Turbid Media
Turbid Media
media in which light scattering by constituent or generated irregular (randomly distributed) optical nonuniformities is of significant intensity. Scattering in turbid media leads to a change in the initial direction of the light irradiating the media. The disruption of optical uniformity of a medium is expressed in the nonuniformity of the index of refraction n throughout the medium. Optical nonuniformities in turbid media are often defects in the structure of the substance or inclusions of one substance within another with a different n (fog, smoke, suspensions, emulsions, colloidal solutions, and frosted glass). In other cases, turbid media may be pure substances in which the density, concentration (in solutions), and optical anisotropy, which is caused primarily by molecular orientation, experience brief deviations from a mean value (fluctuations), resulting in variations of n within a large number of microvolumes (for example, critical opalescence). Such deviations occur upon random thermal motion of particles in the microvolumes of the medium.

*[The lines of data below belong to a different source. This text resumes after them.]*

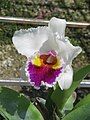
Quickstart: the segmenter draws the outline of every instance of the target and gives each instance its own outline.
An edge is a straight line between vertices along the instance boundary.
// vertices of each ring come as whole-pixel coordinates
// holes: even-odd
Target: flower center
[[[40,59],[47,65],[55,65],[57,63],[57,58],[53,55],[41,55]]]

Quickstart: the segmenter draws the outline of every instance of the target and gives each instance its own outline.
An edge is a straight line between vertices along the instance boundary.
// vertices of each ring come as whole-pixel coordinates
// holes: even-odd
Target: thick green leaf
[[[90,95],[82,99],[62,120],[90,120]]]
[[[9,120],[43,120],[37,108],[22,94],[0,87],[0,114]]]
[[[74,74],[74,80],[71,87],[68,90],[61,90],[59,86],[52,93],[51,98],[53,102],[57,105],[58,109],[62,110],[65,103],[74,92],[74,90],[78,87],[82,79],[90,72],[90,65],[87,65],[80,70],[78,70]]]

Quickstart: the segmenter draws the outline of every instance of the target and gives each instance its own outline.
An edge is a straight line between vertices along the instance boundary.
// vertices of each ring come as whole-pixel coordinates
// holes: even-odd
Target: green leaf
[[[62,120],[90,120],[90,104],[78,107],[67,114]]]
[[[73,93],[69,99],[67,100],[67,102],[65,103],[64,107],[63,107],[63,111],[65,110],[72,110],[73,109],[73,103],[76,99],[76,94],[74,95],[75,93]]]
[[[43,120],[38,109],[22,94],[0,87],[0,114],[9,120]]]
[[[90,120],[90,94],[75,106],[62,120]]]
[[[89,103],[90,104],[90,94],[88,94],[87,96],[85,96],[83,99],[80,100],[80,102],[78,102],[76,104],[76,106],[74,107],[74,109],[81,107],[82,105]]]
[[[82,79],[90,72],[90,65],[87,65],[80,70],[78,70],[74,74],[74,79],[71,87],[68,90],[61,90],[59,86],[56,90],[52,93],[51,99],[57,105],[58,109],[62,110],[65,103],[74,92],[74,90],[78,87]]]

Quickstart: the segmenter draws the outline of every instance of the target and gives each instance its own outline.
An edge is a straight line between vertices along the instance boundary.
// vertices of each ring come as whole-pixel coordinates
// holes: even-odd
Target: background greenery
[[[90,22],[89,7],[89,0],[0,0],[0,16],[45,20],[55,16],[67,21]],[[17,53],[11,40],[16,30],[28,27],[32,26],[0,23],[0,77],[20,77],[19,70],[26,58]],[[74,69],[89,64],[89,28],[67,28],[66,35],[74,45],[83,48],[83,52],[73,62]]]

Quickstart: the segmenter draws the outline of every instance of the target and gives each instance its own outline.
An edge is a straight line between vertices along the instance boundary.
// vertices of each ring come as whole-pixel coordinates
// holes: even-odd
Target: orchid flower
[[[73,81],[72,60],[82,51],[65,37],[66,21],[51,18],[48,26],[16,31],[12,41],[27,57],[26,75],[32,86],[41,85],[68,89]]]

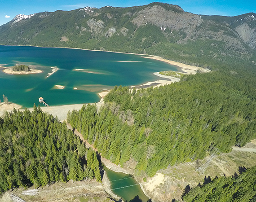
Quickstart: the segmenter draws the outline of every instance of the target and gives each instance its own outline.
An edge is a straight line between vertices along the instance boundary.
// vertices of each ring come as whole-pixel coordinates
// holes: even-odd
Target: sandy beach
[[[106,94],[109,92],[109,91],[105,91],[98,93],[99,96],[101,97],[101,100],[99,102],[96,103],[98,109],[99,109],[101,106],[103,104],[103,98]],[[92,103],[93,104],[93,103]],[[56,116],[58,117],[59,120],[63,122],[64,120],[66,119],[66,115],[69,110],[71,112],[73,110],[79,110],[84,105],[84,104],[77,104],[75,105],[62,105],[59,106],[53,106],[48,107],[47,106],[41,106],[41,109],[43,112],[46,112],[49,114],[51,114],[55,117]],[[5,103],[2,103],[2,105],[0,106],[0,117],[2,117],[5,113],[6,111],[10,112],[13,111],[14,107],[16,110],[20,109],[22,106],[19,105],[15,103],[10,103],[7,105]],[[28,108],[30,111],[33,110],[33,108]],[[21,111],[23,111],[23,109],[20,110]]]
[[[3,71],[9,75],[29,75],[30,74],[38,74],[43,72],[43,71],[39,70],[30,69],[29,71],[13,71],[11,68],[4,68]]]
[[[49,72],[48,74],[47,74],[48,75],[48,76],[46,76],[46,77],[49,77],[49,76],[50,76],[51,75],[52,75],[53,74],[54,74],[54,73],[55,73],[56,71],[57,71],[58,70],[59,70],[59,69],[57,68],[57,67],[53,67],[53,66],[52,66],[52,67],[51,67],[52,70],[52,71],[51,72]]]
[[[181,62],[178,62],[175,61],[172,61],[172,60],[167,60],[159,56],[143,56],[143,57],[145,57],[145,58],[153,59],[154,60],[159,60],[160,61],[167,62],[168,63],[169,63],[172,65],[175,65],[176,66],[178,66],[181,68],[183,72],[189,74],[196,74],[196,71],[198,70],[199,70],[200,71],[203,73],[207,73],[211,71],[210,70],[203,69],[202,67],[199,67],[196,66],[191,66],[191,65],[186,65],[185,64],[181,63]],[[181,72],[181,73],[183,72]]]
[[[49,47],[41,47],[41,48],[49,48]],[[57,47],[52,47],[52,48],[57,48]],[[81,49],[81,50],[87,50],[84,49],[82,48],[69,48],[71,49]],[[94,50],[95,51],[103,51],[100,50]],[[165,62],[167,62],[168,64],[170,64],[172,65],[175,65],[178,66],[181,68],[181,71],[180,72],[181,73],[183,73],[185,74],[196,74],[196,71],[199,70],[202,72],[208,72],[210,71],[209,70],[204,69],[201,67],[199,67],[195,66],[191,66],[188,65],[186,65],[185,64],[182,64],[180,62],[176,62],[175,61],[170,61],[169,60],[167,60],[165,59],[163,59],[161,57],[158,57],[158,56],[154,56],[152,55],[143,55],[141,54],[137,54],[137,53],[119,53],[119,52],[112,52],[112,51],[107,51],[110,52],[113,52],[113,53],[125,53],[125,54],[132,54],[135,55],[138,55],[141,56],[141,57],[149,59],[152,59],[154,60],[157,60],[159,61],[164,61]],[[0,67],[4,68],[2,66],[0,66]],[[56,67],[52,67],[52,72],[48,73],[48,75],[47,77],[52,75],[54,73],[56,72],[57,70],[59,70],[58,68],[57,68]],[[74,70],[76,71],[83,71],[83,70],[88,70],[86,69],[76,69]],[[92,72],[90,71],[88,71],[88,73],[96,73],[96,72]],[[164,85],[166,84],[169,84],[174,82],[178,82],[180,81],[179,79],[177,79],[175,77],[173,77],[172,76],[168,76],[160,75],[159,74],[159,72],[155,72],[154,73],[154,75],[159,76],[160,77],[164,78],[165,79],[168,79],[168,80],[163,80],[163,79],[159,79],[154,81],[150,81],[147,82],[146,83],[142,84],[140,85],[137,86],[132,86],[130,87],[131,88],[135,88],[137,89],[140,89],[142,88],[148,88],[150,86],[153,86],[154,88],[156,87],[159,87],[161,85]],[[56,85],[56,87],[58,89],[63,89],[65,87],[63,86],[61,86],[60,85]],[[77,89],[77,88],[74,87],[74,89]],[[102,105],[103,103],[103,97],[106,95],[109,91],[104,91],[103,92],[102,92],[99,93],[99,95],[101,97],[102,99],[101,99],[100,101],[99,102],[96,103],[98,108],[99,107]],[[7,111],[10,111],[12,110],[13,109],[13,106],[15,106],[15,109],[20,109],[22,106],[19,106],[18,105],[16,105],[14,103],[12,103],[10,105],[8,105],[8,107],[2,107],[0,108],[0,116],[2,115],[4,112],[5,110]],[[47,112],[49,114],[51,114],[53,115],[53,116],[55,117],[57,116],[59,120],[61,121],[63,121],[66,119],[66,114],[69,110],[71,111],[72,111],[73,109],[79,110],[80,109],[84,104],[75,104],[75,105],[59,105],[59,106],[51,106],[50,107],[44,107],[42,106],[41,107],[42,110],[43,112]],[[33,108],[29,108],[29,109],[31,111],[33,110]]]

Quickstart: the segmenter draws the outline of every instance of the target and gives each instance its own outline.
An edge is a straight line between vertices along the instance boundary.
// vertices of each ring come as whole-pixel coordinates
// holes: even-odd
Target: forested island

A light wave incident on a turbid medium may be scattered consecutively by a number of optical nonuniformities before leaving the medium. The number of such consecutive scatterings is called the scattering multiplicity. In the general case, the “glow” of turbid media consists of waves with differing scattering multiplicities. Single scattering is observed only for a low optical thickness τ of the turbid medium (τ ≦ 0.1). The scattering frequency increases with an increase in τ (the probability of irradiation of each optical nonuniformity by light that has already been scattered by other nonuniformities increases). Turbid media in which light is singly scattered (or the component of multiple scattering is low) include pure water in layers of moderate thickness (up to a few dozen meters). Examples of turbid media with predominantly multiple scattering (called highly turbid media) are dense clouds and fogs. The optical properties of these two classes of turbid media differ significantly. In dense clouds, the optical properties are determined by the relative index of refraction and the size of the optical nonuniformities (more precisely, by the ratio of the size to the wavelength of the scattered radiation), the shape of the nonuniformities, and the number of nonuniformities per unit volume. Light scattering in highly turbid media is caused not only by structure but also by such “external” factors as the length and the shape and nature of the boundary of the medium as a whole.
The problem of light scattering in highly turbid media of great optical thickness is dealt with in the theory of radiation transfer.
REFERENCES
Landsberg, G. S. Optika, 4th ed. Moscow, 1957. (Obshchii kurs fiziki. vol. 3.)Shifrin, K. S. Rasseianie sveta ν mutnoi srede. Moscow-Leningrad, 1951.
Hulst, H. van de. Rasseianie sveta malymi chastitsami. Moscow, 1961. (Translated from English.)